Where is a good site to order supplies for alligator hunting/bowfishing from, preferably cheap-free shipping?


----------



## markland (Aug 8, 2012)

S/H get's ya just about anywhere, but try Backwater Outdoors or heck just order from Muzzy or even better save the shipping and pick it up in person and I will setup and show ya how to use it.


----------



## mattech (Aug 8, 2012)

What is S/H? after I posted this i was doing alittle more searching and found the backwater outdoor site, so far it is the cheapest, I have also been on the muzzy page. I thought about coming up and getting what was on my list, just not sure what all is on the list yet. I was at the muzzy booth at the blast saturday and had a few things in my hand, but got overwhelmed and was not positive on what exactly I needed.


----------



## bullardsls1 (Aug 8, 2012)

s/h is shipping and handeling  back water is where i get all my stuff


----------



## Michael (Aug 8, 2012)

You also will want to look at this site. http://www.trackerjacksinc.com/


----------



## mattech (Aug 8, 2012)

bullardsls1 said:


> s/h is shipping and handeling  back water is where i get all my stuff



sometimes you just turn dumb, I was over thinking the S/H,thought it meant something else. thanks.


----------



## JOmegaCV (Aug 9, 2012)

I am new to this game, but I bought my bangstick at:
Bills Bangsticks

And harpoon gear at:
G&B Gator Gear

The sites were pretty cheap but all the equipment looks good and came in two days from Florida I believe.  Looks like it will do the job...


----------



## frydaddy40 (Aug 10, 2012)

*Bangsticks*

Got my bangstick  at

www.sharkbangstick.com 

    It's 22 mag,  gets the job done. ( not so loud )

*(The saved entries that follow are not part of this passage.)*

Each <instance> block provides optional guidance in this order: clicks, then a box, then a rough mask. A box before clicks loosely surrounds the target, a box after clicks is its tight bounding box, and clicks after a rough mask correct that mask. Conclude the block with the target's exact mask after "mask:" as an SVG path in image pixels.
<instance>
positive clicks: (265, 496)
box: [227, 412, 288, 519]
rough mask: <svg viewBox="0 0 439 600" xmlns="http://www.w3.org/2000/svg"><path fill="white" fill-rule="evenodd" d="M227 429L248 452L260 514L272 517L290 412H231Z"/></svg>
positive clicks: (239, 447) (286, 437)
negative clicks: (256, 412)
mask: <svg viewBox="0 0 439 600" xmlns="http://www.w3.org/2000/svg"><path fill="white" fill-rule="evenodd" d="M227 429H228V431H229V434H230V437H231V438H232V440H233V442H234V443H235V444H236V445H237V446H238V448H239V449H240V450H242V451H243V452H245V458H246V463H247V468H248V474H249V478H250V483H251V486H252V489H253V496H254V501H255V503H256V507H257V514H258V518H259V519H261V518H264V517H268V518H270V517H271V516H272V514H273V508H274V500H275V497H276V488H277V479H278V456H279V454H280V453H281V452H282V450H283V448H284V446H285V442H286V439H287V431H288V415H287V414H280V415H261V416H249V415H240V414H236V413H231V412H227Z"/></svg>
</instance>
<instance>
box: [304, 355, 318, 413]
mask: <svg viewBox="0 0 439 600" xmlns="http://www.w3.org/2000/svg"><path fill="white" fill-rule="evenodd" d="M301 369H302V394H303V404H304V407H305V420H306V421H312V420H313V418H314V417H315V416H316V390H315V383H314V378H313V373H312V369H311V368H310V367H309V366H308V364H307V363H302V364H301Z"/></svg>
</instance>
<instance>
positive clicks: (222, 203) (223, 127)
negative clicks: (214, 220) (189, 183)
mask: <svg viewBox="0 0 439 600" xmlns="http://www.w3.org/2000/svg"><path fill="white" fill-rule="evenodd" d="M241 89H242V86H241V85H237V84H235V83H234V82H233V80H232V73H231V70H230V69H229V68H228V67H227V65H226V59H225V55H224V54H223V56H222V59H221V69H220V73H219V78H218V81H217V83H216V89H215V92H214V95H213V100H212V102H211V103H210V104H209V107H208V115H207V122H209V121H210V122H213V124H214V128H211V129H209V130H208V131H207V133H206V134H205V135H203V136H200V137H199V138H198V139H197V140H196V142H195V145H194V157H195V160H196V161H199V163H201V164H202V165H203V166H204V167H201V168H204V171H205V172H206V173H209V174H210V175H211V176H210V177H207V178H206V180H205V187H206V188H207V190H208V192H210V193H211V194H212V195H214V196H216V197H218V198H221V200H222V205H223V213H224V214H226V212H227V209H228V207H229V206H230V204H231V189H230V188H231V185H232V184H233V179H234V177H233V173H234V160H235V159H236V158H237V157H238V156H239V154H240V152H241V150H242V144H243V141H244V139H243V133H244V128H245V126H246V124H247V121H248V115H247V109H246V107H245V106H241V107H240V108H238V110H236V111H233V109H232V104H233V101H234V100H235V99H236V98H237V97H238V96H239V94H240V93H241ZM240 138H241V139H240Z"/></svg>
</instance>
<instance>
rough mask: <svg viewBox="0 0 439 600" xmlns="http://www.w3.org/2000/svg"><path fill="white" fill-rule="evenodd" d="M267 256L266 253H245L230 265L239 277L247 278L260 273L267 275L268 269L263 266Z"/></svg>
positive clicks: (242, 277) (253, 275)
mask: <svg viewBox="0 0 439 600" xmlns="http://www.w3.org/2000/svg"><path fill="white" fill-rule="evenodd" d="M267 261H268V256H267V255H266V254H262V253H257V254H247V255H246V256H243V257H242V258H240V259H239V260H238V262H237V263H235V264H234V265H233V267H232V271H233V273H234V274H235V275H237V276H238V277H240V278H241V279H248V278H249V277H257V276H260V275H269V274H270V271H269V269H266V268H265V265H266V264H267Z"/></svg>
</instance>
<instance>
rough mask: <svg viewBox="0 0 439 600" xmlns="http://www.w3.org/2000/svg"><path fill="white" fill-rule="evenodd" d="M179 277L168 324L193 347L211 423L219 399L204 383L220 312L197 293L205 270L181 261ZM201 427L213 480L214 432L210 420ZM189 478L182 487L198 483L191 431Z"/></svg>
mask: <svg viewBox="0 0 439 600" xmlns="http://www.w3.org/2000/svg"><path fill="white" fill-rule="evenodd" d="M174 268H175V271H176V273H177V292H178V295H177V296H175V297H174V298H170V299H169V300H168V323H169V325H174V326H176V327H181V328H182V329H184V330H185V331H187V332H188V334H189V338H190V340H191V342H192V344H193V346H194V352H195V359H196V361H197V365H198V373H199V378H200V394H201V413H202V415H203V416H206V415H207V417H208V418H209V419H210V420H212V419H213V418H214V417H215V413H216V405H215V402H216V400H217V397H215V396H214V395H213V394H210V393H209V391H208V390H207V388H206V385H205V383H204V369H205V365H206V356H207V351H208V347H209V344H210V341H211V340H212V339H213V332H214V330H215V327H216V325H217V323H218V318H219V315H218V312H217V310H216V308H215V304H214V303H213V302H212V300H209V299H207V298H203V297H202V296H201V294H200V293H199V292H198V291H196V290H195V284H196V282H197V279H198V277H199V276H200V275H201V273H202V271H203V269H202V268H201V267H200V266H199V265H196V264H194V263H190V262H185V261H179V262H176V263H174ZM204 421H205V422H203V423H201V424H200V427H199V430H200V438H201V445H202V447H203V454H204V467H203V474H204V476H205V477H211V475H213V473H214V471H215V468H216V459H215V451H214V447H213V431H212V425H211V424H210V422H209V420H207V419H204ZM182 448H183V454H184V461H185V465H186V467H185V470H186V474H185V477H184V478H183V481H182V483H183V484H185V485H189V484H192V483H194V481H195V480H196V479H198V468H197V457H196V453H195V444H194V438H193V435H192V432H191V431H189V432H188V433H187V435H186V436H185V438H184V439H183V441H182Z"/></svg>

                                               frydaddy40


----------



## Tarbaby 212 (Aug 11, 2012)

Backwater bowfishing, best prices and fast shipping.


----------



## markland (Aug 14, 2012)

Yeah just come on up and see me and I will be glad to go over everything and recommend what you need, heck bring your bow and I'll set it up and tune it all up for ya as well.


----------